I am running these two commands, and I'm getting different output:
$ ldd `which ls`
linux-gate.so.1 => (0x00db3000)
libselinux.so.1 => /lib/i386-linux-gnu/libselinux.so.1 (0x00ba2000)
librt.so.1 => /lib/i386-linux-gnu/librt.so.1 (0x007bf000)
libacl.so.1 => /lib/i386-linux-gnu/libacl.so.1 (0x004ce000)
libc.so.6 => /lib/i386-linux-gnu/libc.so.6 (0x00110000)
libdl.so.2 => /lib/i386-linux-gnu/libdl.so.2 (0x00398000)
/lib/ld-linux.so.2 (0x00dea000)
libpthread.so.0 => /lib/i386-linux-gnu/libpthread.so.0 (0x00a83000)
libattr.so.1 => /lib/i386-linux-gnu/libattr.so.1 (0x00d3d000)
and then
objdump -x `which ls` | grep NEEDED
NEEDED libselinux.so.1
NEEDED librt.so.1
NEEDED libacl.so.1
NEEDED libc.so.6
What's up with that?
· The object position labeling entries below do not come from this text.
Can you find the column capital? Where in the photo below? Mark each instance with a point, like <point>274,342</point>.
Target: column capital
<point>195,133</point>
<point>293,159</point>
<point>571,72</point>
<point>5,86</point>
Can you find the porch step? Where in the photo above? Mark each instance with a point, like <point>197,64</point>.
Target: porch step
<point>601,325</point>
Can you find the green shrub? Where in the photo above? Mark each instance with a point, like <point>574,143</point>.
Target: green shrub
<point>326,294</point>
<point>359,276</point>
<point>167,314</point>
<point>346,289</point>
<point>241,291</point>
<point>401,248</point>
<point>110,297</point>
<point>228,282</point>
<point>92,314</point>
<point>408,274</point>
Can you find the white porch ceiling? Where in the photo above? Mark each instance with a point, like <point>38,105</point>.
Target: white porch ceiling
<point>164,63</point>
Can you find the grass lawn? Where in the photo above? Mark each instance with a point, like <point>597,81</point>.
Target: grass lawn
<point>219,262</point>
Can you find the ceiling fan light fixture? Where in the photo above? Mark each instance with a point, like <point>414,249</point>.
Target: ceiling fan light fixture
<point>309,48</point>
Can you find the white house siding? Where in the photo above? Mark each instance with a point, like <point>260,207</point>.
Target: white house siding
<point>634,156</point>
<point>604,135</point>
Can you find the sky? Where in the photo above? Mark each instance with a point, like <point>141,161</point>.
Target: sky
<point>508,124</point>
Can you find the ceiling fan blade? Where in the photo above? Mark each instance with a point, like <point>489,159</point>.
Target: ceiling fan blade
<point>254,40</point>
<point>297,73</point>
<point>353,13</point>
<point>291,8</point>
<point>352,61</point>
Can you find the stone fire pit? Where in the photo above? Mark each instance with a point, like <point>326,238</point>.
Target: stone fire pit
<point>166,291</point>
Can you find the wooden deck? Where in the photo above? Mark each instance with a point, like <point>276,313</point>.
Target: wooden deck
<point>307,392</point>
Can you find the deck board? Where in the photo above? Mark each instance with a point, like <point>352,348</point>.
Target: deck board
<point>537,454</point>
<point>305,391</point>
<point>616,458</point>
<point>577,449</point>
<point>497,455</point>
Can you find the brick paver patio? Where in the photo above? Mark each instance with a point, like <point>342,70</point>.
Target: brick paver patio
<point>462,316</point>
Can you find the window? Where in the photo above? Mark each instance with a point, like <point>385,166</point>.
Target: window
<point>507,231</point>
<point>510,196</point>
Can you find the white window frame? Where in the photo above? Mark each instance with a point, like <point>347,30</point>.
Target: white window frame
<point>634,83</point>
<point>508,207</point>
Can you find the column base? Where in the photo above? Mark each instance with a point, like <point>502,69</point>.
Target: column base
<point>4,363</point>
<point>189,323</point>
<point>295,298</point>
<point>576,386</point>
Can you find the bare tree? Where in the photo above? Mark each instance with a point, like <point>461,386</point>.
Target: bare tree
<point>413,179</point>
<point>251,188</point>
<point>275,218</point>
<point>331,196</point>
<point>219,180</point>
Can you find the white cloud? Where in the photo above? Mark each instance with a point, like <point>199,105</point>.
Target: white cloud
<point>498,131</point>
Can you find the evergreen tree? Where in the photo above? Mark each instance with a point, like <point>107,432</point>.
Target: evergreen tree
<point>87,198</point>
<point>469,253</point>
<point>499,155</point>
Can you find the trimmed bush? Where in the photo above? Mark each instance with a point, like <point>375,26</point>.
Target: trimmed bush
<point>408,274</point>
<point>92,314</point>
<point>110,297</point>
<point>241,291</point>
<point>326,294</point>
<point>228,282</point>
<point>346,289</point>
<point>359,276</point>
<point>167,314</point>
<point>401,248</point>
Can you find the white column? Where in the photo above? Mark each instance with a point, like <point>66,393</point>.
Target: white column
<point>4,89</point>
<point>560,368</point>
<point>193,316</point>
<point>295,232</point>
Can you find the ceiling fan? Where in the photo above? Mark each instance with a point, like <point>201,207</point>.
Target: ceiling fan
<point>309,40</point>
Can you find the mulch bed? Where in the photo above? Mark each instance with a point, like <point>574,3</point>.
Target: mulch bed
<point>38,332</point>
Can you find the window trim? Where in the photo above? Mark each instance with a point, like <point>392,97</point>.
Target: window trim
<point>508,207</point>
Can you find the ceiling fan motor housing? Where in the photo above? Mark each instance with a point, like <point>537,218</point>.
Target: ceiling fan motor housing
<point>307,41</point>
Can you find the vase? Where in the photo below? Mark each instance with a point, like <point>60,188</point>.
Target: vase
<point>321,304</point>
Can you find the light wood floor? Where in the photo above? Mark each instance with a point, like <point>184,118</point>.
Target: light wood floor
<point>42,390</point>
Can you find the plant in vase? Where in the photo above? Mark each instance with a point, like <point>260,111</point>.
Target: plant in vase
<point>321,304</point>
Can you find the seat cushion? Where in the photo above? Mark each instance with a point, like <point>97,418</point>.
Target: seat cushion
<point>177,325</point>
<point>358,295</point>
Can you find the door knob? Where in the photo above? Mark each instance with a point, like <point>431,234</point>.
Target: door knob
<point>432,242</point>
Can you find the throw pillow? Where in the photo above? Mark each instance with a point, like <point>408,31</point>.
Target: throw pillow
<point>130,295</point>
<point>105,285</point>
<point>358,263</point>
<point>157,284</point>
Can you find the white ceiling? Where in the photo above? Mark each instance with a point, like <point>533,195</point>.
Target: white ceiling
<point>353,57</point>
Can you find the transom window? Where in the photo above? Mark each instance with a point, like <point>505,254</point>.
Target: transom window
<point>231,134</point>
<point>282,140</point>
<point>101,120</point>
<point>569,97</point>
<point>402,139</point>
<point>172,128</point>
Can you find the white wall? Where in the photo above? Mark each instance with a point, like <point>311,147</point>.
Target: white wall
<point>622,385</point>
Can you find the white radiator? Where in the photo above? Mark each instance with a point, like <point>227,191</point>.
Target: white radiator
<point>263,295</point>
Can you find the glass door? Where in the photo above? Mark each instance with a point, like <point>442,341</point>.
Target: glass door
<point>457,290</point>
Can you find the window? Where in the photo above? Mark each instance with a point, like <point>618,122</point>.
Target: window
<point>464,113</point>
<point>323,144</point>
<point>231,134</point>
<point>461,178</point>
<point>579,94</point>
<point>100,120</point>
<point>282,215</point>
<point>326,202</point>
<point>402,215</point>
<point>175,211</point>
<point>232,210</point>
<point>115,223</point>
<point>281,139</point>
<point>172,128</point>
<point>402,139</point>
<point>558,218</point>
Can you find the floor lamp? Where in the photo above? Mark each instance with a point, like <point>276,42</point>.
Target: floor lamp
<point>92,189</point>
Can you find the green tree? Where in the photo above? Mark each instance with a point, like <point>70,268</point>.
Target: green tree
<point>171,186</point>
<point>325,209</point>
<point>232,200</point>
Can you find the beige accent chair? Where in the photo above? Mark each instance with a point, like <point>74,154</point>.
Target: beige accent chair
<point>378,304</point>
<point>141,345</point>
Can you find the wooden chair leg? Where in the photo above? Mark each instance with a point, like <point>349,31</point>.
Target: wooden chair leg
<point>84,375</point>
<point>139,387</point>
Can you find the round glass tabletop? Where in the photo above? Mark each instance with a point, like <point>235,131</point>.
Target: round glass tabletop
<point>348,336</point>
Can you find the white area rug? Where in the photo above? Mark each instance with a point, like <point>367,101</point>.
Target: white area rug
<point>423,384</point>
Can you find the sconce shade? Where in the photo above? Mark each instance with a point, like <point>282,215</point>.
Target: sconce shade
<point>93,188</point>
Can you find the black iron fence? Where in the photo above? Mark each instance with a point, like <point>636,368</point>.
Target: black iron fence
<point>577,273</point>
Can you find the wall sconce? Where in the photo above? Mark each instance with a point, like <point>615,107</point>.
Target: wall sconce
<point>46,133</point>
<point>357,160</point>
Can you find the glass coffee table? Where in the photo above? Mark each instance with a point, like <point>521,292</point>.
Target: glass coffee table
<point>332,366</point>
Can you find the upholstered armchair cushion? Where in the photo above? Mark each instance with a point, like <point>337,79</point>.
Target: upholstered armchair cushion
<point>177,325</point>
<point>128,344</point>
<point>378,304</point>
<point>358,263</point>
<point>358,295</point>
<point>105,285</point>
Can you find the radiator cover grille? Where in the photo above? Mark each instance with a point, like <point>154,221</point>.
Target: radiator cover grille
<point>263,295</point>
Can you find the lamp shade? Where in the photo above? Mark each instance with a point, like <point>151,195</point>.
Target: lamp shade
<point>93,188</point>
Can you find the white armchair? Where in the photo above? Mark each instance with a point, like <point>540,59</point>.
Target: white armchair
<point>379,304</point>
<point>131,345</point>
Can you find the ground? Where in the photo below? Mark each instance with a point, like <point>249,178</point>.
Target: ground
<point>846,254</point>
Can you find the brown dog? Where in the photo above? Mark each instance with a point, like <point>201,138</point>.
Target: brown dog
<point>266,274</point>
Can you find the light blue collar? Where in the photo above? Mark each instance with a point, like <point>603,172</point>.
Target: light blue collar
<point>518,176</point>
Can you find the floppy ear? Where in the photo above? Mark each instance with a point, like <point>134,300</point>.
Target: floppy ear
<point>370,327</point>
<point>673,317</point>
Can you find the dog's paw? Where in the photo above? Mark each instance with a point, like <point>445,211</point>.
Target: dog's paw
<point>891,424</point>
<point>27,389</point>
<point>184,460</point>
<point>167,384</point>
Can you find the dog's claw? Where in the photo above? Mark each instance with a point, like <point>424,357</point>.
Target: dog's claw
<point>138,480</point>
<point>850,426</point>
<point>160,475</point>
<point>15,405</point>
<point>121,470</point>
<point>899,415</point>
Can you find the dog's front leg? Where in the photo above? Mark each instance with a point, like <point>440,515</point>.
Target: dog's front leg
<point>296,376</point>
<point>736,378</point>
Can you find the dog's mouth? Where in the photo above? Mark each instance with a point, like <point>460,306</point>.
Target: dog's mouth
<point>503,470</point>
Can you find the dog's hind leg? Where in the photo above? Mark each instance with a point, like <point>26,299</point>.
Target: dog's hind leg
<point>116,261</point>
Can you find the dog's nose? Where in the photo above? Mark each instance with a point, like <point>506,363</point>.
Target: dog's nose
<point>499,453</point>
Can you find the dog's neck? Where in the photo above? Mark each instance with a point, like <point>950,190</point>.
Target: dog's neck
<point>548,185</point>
I thought they both gave the library dependencies? The reason I care is that I suspect ldd
is the correct one, but I'm working on linux on ARM, where there is no ldd from what I can tell...
You can see the difference in the output.
objdump is simply dumping what the object itself lists as libraries containing unresolved symbols.
ldd is listing which libraries ld.so would actually load. And it follows the graph backward, so that you can see what would be loaded by those libraries. Which is how libpthread.so.0 winds up in the ldd output, despite not being in the objdump output.
So ldd is going to give a much, much better picture of what really needs to be available at runtime. But, when resolving compile/link-time problems, objdump is pretty helpful.